Lesson 7 - Streams of Mercy - Forgiveness
This lesson deals with the issues of sin and forgiveness
Isaiah 35: This passage is about the restoration of God’s people and of the resulting transformation of the world. Its location in Isaiah is problematic and it perhaps ought to be after chapter 60 when the focus is on the restoration of creation.
1. The Foundation: (vs. 1-2) the foundation for this chapter is that God has a plan for the future. This plan includes the creation itself singing praises to God.
2. The Request: (vs. 3-4) the writer asks that God do what only God can do, and that is remind the people that God will act to restore their lives, their nation and creation.
3. The Results (vs. 5-10) the results of God’s work are dramatic. People who are disabled will be made whole, then the wilderness will become a place of life, then there will be a way to God which is safe and even those who had been taken captive will find their way home vis this new route.
Psalm 51: This is a psalm about the transformation of someone from being in sin, to praising God.
1. The Foundation: (vs. 1) the foundation for forgiveness is the love of God. The Psalmist begins with a focus on the steadfast love of God. Without this love there would be no forgiveness. This is important because it reminds us that God is the one who is for us and for humanity.
2. Desire to be made whole: (vs. 2) the writer knows that something is wrong; that they need to be washed clean and they want God to do what only God can do. They want to be clean and restored.
3. Admission of sin: (vs. 3-5) the writer takes full blame for their sins. She admits having done evil in the sight of God. And even though he states that he was brought forth in sin he makes no attempt to blame his sin on anyone else. He made the choices.
4. The End Goal: (vs. 6-12) the writer knows that the end goal is and that is restoration of truth, wisdom and relationship. The writer wants to feel joy and gladness again as well as a restored relationship with God which comes from God not focusing on the sins of the writer. Finally the writer wants a clean heart (a new being) and desires that God uphold her.
5. The Response: (vs. 13-17) Being forgiven calls for a response. The writer’s response is to show others what right living looks like, to sing praises to God, to praise God in worship, offer up a broken spirit and contrite heart. All of these demonstrate that forgiveness has changes the person.
6. Late Addition: (vs. 18-19) the last two verses were probably added later to allow this Psalm to be used in worship.

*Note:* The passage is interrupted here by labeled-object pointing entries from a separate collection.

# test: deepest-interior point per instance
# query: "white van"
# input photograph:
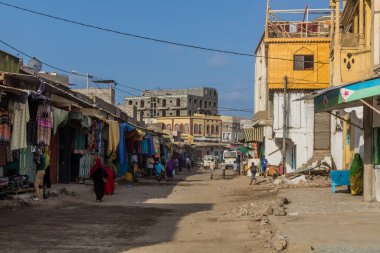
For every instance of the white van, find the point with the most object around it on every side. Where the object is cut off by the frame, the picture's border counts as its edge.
(229, 157)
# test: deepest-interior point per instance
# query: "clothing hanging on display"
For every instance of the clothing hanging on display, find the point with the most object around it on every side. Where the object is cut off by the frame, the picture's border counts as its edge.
(79, 142)
(44, 124)
(59, 116)
(113, 138)
(5, 126)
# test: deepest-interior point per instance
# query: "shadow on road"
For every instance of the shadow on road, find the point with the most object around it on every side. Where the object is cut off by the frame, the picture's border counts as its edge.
(72, 226)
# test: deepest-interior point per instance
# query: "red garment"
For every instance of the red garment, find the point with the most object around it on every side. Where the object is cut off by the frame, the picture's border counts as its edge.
(110, 183)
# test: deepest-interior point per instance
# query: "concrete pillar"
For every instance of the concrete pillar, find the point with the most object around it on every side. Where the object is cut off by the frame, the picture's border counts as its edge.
(337, 47)
(368, 192)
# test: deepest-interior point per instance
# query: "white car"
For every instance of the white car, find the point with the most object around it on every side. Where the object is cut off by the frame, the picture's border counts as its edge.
(207, 160)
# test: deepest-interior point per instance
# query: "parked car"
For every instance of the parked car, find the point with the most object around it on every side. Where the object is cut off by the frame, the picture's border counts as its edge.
(207, 160)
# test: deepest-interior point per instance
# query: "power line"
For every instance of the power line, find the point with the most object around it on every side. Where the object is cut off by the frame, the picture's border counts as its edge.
(148, 38)
(125, 33)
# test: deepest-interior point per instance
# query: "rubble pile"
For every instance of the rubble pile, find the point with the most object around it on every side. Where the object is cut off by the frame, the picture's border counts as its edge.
(14, 204)
(301, 181)
(259, 212)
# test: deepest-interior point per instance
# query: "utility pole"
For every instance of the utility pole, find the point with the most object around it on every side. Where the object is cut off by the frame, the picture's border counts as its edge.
(284, 125)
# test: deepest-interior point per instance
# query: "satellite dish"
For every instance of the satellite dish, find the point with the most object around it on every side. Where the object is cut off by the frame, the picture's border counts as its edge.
(35, 64)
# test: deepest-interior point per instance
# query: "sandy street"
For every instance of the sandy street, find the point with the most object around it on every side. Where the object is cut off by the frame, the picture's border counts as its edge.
(191, 215)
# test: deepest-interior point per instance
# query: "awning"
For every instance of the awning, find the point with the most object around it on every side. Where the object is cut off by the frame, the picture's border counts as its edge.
(255, 134)
(346, 96)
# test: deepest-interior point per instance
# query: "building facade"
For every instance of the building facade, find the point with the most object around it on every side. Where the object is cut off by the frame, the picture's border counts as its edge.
(353, 96)
(299, 51)
(230, 129)
(173, 103)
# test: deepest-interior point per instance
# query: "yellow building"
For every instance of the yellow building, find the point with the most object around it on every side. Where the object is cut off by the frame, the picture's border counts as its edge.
(305, 61)
(201, 127)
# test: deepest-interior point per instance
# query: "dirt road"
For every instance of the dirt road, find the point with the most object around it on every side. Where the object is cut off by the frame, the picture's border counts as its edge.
(190, 215)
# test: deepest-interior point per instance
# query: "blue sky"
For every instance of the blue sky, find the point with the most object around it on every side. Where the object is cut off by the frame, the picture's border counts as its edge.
(222, 24)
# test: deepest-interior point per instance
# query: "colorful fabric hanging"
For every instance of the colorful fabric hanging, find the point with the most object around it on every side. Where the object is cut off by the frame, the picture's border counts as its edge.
(79, 142)
(44, 124)
(113, 138)
(5, 126)
(21, 118)
(59, 116)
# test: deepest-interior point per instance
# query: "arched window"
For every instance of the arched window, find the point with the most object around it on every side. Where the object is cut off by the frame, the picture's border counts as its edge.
(196, 129)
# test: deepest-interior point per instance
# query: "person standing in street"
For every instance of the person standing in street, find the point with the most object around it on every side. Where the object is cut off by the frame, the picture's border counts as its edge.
(264, 164)
(170, 170)
(253, 170)
(99, 175)
(212, 168)
(188, 163)
(40, 161)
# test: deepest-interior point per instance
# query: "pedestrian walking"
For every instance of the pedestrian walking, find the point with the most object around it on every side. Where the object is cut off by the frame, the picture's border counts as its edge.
(170, 170)
(99, 175)
(264, 164)
(158, 171)
(41, 160)
(212, 168)
(238, 161)
(253, 170)
(188, 163)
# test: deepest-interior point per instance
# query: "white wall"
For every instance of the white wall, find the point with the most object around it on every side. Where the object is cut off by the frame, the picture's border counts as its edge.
(261, 98)
(356, 115)
(300, 126)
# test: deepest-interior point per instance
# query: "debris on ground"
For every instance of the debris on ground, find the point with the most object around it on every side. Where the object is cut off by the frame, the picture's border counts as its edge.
(14, 204)
(279, 241)
(64, 191)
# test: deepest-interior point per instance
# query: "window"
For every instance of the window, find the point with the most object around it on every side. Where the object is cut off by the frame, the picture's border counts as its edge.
(303, 62)
(187, 129)
(196, 129)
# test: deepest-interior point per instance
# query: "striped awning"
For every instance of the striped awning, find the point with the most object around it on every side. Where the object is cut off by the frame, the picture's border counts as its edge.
(255, 134)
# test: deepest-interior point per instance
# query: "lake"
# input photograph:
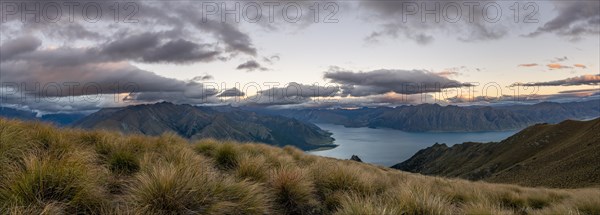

Matthew 6:12: at issue here is, what is the appropriate English word which ought to be used to translate the Greek word opheilema? An exact translation would be “debt.” This is why we use debts and debtors. Some people have speculated that what is at issue is actual debts (debts we owe God and what others owe to us). However, this word has a nuanced meaning in Aramaic, which is that it refers to sin that indebts us to God, and sins which indebt others to us. So the best translation would probably sin. In my opinion trespasses does not appear to fit because there is nothing in the words dealing with violating God’s rules. In Luke the Greek word is hamartia, which is sin. So Luke focuses on the ideas of us being forgiven our sins and forgiving the sins of others.
Forgiveness: the author offers us some good insights about forgiveness. First forgiveness does not require forgetting. In fact if we can forget what happened than I would question whether there is actually forgiveness. I say this because forgiveness is costly. If it does not cost us something in terms of pain, then it is not forgiveness. Second we need to remember that God loves us enough to forgive us; that none of us have ever done something that God cannot forgive (just look at the Apostle Paul who helped to murder the disciple Stephen). One thought that I would offer is that hating someone, or not forgiving, is like burning down our own house; meaning that our not forgiving hurts us more than the other person. When we hold on to the hate and pain we become crippled and we cannot become the people God wants us to be.
Summary: in the scriptures there is a link between what water does in the wilderness (bringing life where there is none) and what God does in forgiveness (bringing life where there is none). It is about restoration of life as it ought to be based on the foundation of God’s love for us. This is the starting place for all Jewish and Christian theology, the fact that God has a good outcome which God desires for each of us. And we reach this place by following the pattern laid out in the Psalm 51.
1. What is your response to being forgiven?
2. What is the most difficult part of forgiveness for you?
3. How would you explain the Prayer of Forgiveness we use every week to a new comer?